They should stop giving false hope to RCMP officers
IN spite of all the vicious propaganda against Surrey Mayor Doug McCallum and his Safe Surrey Coalition councillors Allison Patton, Laurie Guerra, Mandeep Nagra and Doug Elford as they went ahead with their election commitment to form a Surrey police force to replace the RCMP, they did end up achieving that goal last week when the provincial government gave the City of Surrey the green light to do so.
Unfortunately, those who failed in sabotaging the process to form a municipal police force are still going all out to try and intimidate the provincial government to reverse their decision – something that will not happen.
Sad to say, this is unnecessarily giving RCMP officers in Surrey false hope instead of allowing them to seriously consider their future options, including that of preparing to join the new police department. Such fine talent will surely form the backbone of the Surrey Police Department.
The demand for a referendum on a municipal police force has been pooh-poohed by the Province as only the City can hold a referendum.

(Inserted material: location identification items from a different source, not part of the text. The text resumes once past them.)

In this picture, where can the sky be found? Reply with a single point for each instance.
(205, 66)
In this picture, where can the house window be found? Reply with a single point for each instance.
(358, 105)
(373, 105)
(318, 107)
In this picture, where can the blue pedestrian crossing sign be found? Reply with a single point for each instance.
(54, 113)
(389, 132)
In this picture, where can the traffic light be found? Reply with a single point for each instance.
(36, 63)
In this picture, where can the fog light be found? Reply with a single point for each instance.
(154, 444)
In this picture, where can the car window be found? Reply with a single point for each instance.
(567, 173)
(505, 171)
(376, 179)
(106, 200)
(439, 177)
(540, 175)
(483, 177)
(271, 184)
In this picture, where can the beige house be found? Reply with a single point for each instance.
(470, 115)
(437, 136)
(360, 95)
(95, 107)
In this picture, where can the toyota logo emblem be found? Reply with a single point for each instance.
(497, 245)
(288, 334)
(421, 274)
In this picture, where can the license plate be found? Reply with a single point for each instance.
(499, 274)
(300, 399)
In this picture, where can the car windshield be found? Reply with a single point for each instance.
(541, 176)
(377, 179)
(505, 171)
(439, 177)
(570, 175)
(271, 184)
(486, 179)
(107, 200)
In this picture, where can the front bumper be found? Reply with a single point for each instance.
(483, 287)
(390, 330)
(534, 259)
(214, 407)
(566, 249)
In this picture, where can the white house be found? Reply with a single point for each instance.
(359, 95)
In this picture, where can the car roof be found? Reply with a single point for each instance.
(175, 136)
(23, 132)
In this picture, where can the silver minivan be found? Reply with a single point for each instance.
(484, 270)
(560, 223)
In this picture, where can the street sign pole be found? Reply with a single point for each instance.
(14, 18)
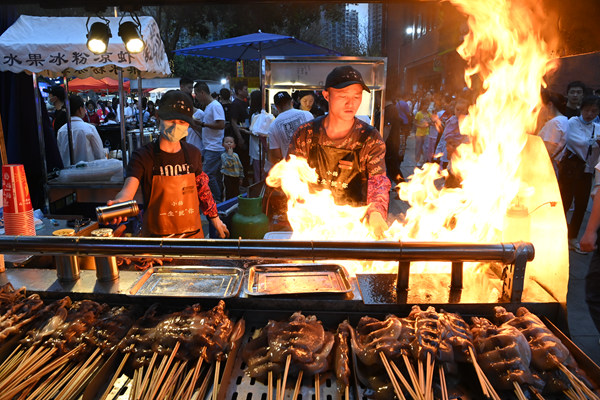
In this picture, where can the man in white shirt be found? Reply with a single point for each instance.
(87, 145)
(213, 130)
(283, 127)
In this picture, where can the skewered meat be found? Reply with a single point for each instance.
(51, 317)
(19, 315)
(547, 351)
(504, 355)
(112, 326)
(427, 332)
(341, 355)
(80, 318)
(373, 336)
(456, 338)
(256, 356)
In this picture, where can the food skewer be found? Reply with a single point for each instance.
(285, 372)
(298, 384)
(414, 395)
(392, 377)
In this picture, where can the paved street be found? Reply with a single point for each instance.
(582, 329)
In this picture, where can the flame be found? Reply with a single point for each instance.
(509, 58)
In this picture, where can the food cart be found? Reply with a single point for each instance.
(43, 46)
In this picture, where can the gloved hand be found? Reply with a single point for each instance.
(377, 224)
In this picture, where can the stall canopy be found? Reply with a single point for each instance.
(98, 85)
(256, 46)
(56, 46)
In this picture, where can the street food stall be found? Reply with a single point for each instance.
(55, 47)
(308, 73)
(463, 298)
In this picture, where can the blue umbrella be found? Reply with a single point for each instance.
(255, 46)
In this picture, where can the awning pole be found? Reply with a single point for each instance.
(122, 119)
(69, 130)
(38, 112)
(140, 115)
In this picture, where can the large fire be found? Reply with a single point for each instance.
(510, 59)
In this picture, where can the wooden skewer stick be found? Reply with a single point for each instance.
(299, 383)
(395, 384)
(204, 386)
(162, 372)
(413, 377)
(115, 376)
(421, 376)
(410, 390)
(196, 374)
(146, 377)
(285, 372)
(519, 391)
(443, 383)
(182, 393)
(270, 386)
(317, 386)
(577, 382)
(216, 382)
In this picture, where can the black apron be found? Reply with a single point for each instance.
(339, 170)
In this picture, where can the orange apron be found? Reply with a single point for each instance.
(173, 209)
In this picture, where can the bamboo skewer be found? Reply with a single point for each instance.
(285, 372)
(397, 388)
(413, 377)
(413, 394)
(163, 370)
(577, 383)
(115, 376)
(216, 381)
(270, 386)
(299, 383)
(204, 386)
(443, 383)
(519, 391)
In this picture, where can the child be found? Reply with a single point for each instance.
(231, 168)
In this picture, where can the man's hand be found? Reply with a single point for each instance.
(588, 241)
(377, 224)
(221, 228)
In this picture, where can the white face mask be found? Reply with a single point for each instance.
(172, 131)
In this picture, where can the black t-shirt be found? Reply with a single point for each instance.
(173, 164)
(238, 111)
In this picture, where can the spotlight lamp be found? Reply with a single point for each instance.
(131, 36)
(98, 36)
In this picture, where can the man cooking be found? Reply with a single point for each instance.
(174, 187)
(347, 153)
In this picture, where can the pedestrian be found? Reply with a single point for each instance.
(213, 129)
(169, 172)
(576, 167)
(554, 131)
(231, 169)
(347, 154)
(575, 93)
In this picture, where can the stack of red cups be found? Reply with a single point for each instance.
(18, 212)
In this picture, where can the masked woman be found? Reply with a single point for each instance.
(174, 187)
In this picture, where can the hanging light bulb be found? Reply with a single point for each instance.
(130, 33)
(98, 36)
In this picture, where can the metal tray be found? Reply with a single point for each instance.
(274, 279)
(189, 281)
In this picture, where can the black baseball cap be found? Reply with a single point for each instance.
(281, 98)
(56, 90)
(176, 104)
(341, 77)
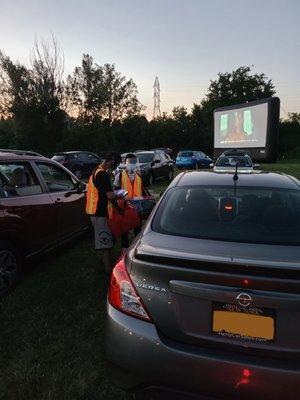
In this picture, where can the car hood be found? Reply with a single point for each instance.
(157, 244)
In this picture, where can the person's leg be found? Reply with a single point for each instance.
(103, 241)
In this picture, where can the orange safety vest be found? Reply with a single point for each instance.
(92, 197)
(135, 188)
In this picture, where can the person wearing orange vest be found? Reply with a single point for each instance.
(99, 205)
(131, 181)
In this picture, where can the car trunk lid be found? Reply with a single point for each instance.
(191, 294)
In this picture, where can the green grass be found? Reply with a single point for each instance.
(52, 331)
(52, 326)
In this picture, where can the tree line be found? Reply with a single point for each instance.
(96, 108)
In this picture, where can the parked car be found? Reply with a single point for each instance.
(166, 150)
(206, 302)
(231, 158)
(41, 207)
(153, 165)
(81, 163)
(21, 152)
(191, 159)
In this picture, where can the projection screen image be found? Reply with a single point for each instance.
(241, 127)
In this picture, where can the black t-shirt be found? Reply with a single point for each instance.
(103, 185)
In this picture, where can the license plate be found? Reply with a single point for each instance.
(254, 324)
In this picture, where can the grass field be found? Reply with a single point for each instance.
(51, 330)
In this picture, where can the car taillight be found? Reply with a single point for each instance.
(122, 294)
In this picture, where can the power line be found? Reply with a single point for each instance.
(156, 107)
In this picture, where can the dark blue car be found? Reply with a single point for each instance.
(192, 159)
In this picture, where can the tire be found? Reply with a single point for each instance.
(78, 173)
(10, 268)
(170, 175)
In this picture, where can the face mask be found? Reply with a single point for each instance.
(131, 167)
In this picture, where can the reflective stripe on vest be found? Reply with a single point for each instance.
(92, 197)
(134, 188)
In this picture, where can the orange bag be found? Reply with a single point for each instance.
(120, 224)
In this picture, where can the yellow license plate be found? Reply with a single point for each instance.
(243, 325)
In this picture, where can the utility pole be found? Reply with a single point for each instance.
(156, 108)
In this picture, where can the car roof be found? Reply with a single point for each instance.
(254, 178)
(146, 151)
(20, 152)
(73, 152)
(18, 157)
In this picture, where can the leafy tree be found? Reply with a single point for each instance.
(85, 90)
(31, 97)
(100, 92)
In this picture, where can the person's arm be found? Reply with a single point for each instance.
(117, 181)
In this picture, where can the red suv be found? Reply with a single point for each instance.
(41, 206)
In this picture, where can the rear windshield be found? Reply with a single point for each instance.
(231, 161)
(257, 215)
(59, 158)
(144, 157)
(185, 154)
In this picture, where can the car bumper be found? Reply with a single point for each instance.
(139, 359)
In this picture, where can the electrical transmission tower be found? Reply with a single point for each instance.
(156, 108)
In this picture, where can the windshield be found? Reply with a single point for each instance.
(257, 215)
(144, 157)
(185, 154)
(230, 161)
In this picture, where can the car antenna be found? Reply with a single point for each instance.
(235, 178)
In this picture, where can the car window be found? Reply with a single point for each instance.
(92, 158)
(57, 179)
(185, 154)
(18, 179)
(157, 157)
(59, 158)
(231, 161)
(144, 157)
(257, 215)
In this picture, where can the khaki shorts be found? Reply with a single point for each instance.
(103, 236)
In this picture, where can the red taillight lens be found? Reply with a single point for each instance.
(122, 294)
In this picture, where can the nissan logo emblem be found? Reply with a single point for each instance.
(244, 299)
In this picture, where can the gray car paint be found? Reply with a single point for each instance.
(178, 346)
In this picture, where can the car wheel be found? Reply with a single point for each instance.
(170, 175)
(78, 173)
(10, 268)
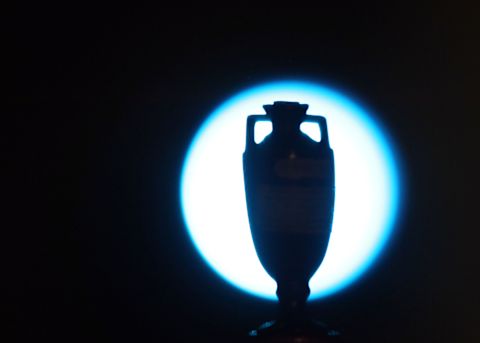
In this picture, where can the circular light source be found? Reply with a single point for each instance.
(213, 196)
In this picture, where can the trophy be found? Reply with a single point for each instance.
(290, 193)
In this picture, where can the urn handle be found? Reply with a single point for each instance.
(322, 123)
(251, 121)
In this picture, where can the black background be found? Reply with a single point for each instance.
(102, 105)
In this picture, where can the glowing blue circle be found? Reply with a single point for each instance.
(367, 188)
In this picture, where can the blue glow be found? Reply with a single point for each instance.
(367, 188)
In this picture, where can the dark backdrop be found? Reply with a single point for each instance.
(101, 108)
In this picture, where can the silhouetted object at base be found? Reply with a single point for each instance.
(290, 192)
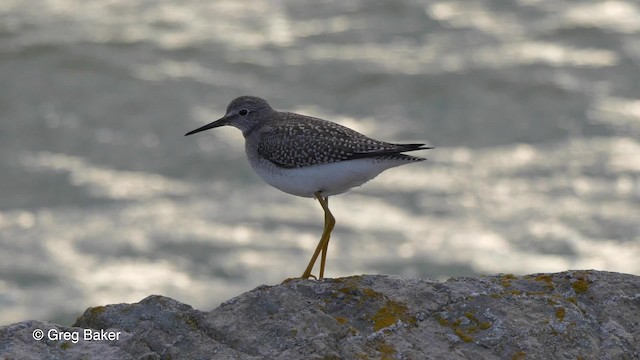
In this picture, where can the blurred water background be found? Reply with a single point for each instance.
(533, 106)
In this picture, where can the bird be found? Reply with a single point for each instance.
(310, 157)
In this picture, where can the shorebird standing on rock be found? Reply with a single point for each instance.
(310, 157)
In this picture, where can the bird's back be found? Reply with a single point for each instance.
(292, 140)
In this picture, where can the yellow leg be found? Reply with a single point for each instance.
(330, 221)
(323, 257)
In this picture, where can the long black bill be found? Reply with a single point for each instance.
(217, 123)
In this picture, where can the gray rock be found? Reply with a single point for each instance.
(568, 315)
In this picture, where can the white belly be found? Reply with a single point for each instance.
(328, 179)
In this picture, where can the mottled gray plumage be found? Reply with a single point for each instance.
(309, 157)
(295, 140)
(290, 140)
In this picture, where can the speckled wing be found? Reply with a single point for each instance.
(293, 141)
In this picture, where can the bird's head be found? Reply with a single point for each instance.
(244, 113)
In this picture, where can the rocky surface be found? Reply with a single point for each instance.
(567, 315)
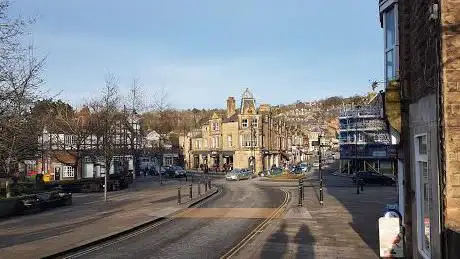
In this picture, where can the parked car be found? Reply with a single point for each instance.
(238, 174)
(368, 177)
(28, 204)
(276, 171)
(55, 199)
(299, 170)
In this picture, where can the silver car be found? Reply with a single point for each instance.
(236, 175)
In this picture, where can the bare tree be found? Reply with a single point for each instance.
(136, 104)
(19, 83)
(106, 119)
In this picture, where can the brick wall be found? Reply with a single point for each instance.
(450, 22)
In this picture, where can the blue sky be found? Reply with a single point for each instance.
(201, 51)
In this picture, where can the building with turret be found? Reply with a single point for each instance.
(249, 137)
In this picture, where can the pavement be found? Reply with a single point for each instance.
(90, 219)
(346, 226)
(204, 232)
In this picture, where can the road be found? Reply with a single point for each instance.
(205, 232)
(86, 208)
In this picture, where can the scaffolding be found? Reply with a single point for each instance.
(365, 141)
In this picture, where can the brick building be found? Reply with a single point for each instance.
(240, 137)
(422, 49)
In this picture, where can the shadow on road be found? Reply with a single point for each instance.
(276, 245)
(305, 241)
(365, 209)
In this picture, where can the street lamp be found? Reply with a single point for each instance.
(356, 149)
(253, 137)
(321, 198)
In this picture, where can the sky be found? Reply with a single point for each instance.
(200, 52)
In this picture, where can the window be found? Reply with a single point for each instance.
(68, 171)
(421, 142)
(390, 28)
(229, 140)
(246, 140)
(168, 161)
(215, 142)
(215, 126)
(423, 195)
(70, 140)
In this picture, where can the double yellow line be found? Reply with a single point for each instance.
(258, 229)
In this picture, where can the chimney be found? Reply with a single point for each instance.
(231, 109)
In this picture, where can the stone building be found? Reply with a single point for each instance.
(422, 53)
(241, 138)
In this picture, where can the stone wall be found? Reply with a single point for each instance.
(450, 23)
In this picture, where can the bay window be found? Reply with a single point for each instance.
(68, 171)
(424, 197)
(389, 17)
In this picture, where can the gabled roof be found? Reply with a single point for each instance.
(232, 118)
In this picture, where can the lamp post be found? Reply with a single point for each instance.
(321, 198)
(253, 137)
(356, 149)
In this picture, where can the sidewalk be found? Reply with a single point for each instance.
(345, 227)
(31, 240)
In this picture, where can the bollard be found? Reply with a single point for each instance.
(321, 197)
(300, 196)
(357, 186)
(301, 185)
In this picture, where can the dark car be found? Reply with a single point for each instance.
(55, 199)
(28, 204)
(373, 178)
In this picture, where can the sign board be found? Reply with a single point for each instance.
(391, 206)
(390, 238)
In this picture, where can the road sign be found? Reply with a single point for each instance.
(390, 238)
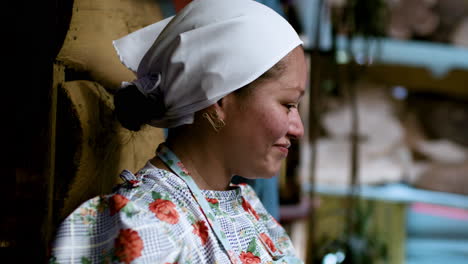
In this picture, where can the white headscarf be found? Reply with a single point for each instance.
(208, 50)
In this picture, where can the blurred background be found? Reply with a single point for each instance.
(380, 177)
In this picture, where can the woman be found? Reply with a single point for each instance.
(225, 76)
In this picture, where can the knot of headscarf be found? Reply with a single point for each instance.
(208, 50)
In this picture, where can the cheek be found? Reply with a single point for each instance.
(274, 123)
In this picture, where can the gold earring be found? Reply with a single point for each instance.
(216, 122)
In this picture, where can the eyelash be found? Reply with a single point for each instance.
(289, 106)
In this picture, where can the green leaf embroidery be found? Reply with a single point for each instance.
(85, 260)
(156, 195)
(252, 246)
(129, 209)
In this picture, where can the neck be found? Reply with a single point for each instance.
(203, 161)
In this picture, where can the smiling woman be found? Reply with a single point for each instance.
(226, 77)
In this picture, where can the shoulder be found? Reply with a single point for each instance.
(271, 228)
(106, 227)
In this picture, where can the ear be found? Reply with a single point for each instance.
(224, 105)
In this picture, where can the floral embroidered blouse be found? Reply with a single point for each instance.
(153, 218)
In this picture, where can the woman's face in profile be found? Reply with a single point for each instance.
(260, 126)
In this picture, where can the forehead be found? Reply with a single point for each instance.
(290, 77)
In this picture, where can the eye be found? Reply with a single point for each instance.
(290, 106)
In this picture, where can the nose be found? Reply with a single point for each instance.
(296, 128)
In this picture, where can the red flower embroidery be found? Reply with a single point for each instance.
(165, 211)
(249, 258)
(247, 207)
(200, 229)
(128, 245)
(267, 240)
(117, 202)
(182, 167)
(212, 201)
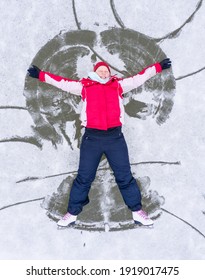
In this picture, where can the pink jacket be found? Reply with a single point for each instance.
(102, 103)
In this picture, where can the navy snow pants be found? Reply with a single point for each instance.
(94, 144)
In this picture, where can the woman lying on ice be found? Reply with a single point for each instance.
(102, 116)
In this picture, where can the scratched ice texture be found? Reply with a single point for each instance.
(40, 132)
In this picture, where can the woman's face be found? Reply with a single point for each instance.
(103, 72)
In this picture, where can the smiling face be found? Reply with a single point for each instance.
(103, 72)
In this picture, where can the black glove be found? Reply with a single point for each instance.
(34, 71)
(165, 63)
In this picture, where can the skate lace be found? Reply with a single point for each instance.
(66, 216)
(143, 214)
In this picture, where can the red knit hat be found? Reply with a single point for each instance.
(101, 63)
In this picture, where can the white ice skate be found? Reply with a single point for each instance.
(140, 217)
(67, 220)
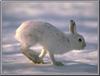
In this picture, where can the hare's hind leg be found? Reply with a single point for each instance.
(42, 54)
(57, 63)
(31, 55)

The Province cannot hold a referendum on a municipal matter.
“And why would the City hold a referendum when they voted unanimously in favour of it?” point out legal experts who note that McCallum ran on the platform that he was going to form his own police force.
They also point out that all councillors voted for the municipal police force just after the election. “When they were voting in favour of it, why didn’t they stop right there and say ‘ok look, let’s have a six-month study about what this is going to cost, how it’s going to be … put three people in charge and come back with a costing and everything else.’ They didn’t do that – they just went ahead and voted for it.”
They add: “And then when they got all the pushback from the RCMP crowd, then all these people split off into different sections.”
Councillors who oppose a municipal police force are Linda Annis, the sole Surrey First candidate, along with those who ditched the Safe Surrey Coalition after winning thanks to McCallum, Jack Hundial, Brenda Locke and Steven Pettigrew.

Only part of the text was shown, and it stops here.